We can optimize the space complexity by using Bitset over a boolean array.

我们可以通过在 boolean 数组上使用 Bitset 来优化空间复杂度。

BitSet bitSet = new BitSet(N);

With this initialization, we’ll use only enough space to represent N bits. It’s a considerable optimization when the value of N is quite high.

通过这种初始化,我们将只使用足够的空间来表示 N。当 N 的值相当大时,这是一个相当大的优化。
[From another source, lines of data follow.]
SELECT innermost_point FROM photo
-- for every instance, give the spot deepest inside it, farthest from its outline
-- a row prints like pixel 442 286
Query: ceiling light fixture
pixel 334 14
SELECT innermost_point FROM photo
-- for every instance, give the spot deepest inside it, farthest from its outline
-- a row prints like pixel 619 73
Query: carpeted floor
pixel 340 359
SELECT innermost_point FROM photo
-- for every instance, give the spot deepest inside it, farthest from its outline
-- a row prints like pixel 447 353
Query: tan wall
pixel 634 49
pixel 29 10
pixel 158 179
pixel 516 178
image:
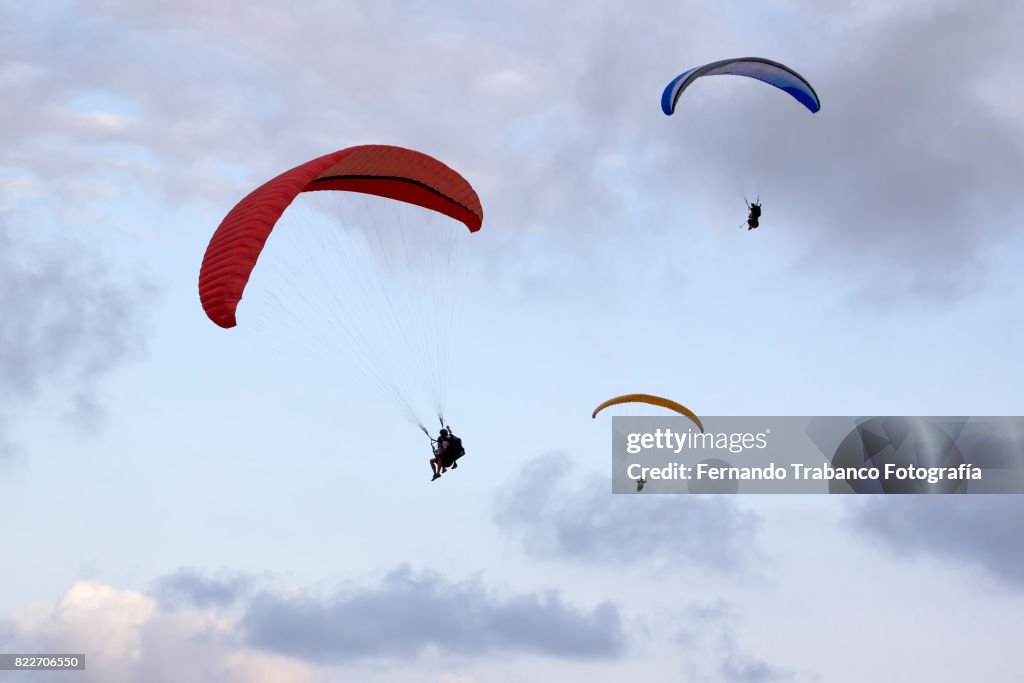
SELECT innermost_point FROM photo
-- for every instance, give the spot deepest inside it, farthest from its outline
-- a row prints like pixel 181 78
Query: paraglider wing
pixel 652 400
pixel 763 70
pixel 386 171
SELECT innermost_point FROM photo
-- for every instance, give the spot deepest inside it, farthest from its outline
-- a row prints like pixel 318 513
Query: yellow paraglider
pixel 653 400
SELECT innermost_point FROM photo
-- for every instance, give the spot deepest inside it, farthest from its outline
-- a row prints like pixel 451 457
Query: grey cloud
pixel 187 586
pixel 589 524
pixel 66 323
pixel 411 612
pixel 979 531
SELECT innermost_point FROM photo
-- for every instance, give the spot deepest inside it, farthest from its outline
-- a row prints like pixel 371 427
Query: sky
pixel 184 503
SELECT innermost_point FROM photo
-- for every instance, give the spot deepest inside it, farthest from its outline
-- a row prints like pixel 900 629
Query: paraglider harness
pixel 452 452
pixel 755 216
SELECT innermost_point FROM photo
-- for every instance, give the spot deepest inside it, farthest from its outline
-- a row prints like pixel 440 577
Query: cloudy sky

Next, let’s iterate over the numbers array and mark their presence by setting a bit at their position in bitset:

接下来,让我们遍历 numbers 数组,并通过在 bitset 中的位置设置一个 bit 来标记它们的存在:</em

for (int num : numbers) {
    bitSet.set(num);
}

Now, we can find the missing number by checking the bit that’s not set:

现在,我们可以通过检查未设置的位来找到缺失的数字

int missingNumber = bitSet.nextClearBit(1);

Finally, let’s confirm that we’ve got the correct value in the missingNumber:

最后,让我们确认 missingNumber 中的值是否正确:

assertEquals(3, missingNumber);

Fantastic! It looks like we nailed this one.

太棒了看来我们成功了。

8. Conclusion

8.结论

In this tutorial, we learned how to find a missing number from an array. Further, we explored multiple ways to solve the use case, such as arithmetic sum, xor operations, sorting, and additional data structures, like Bitset and boolean array.

在本教程中,我们学习了如何从数组中查找缺少的数字。此外,我们还探索了解决该用例的多种方法,例如算术求和、Xor 运算、排序和其他数据结构,如 Bitsetboolean 数组。

As always, the code from this article is available over on GitHub.

与往常一样,本文中的代码可在 GitHub 上获取。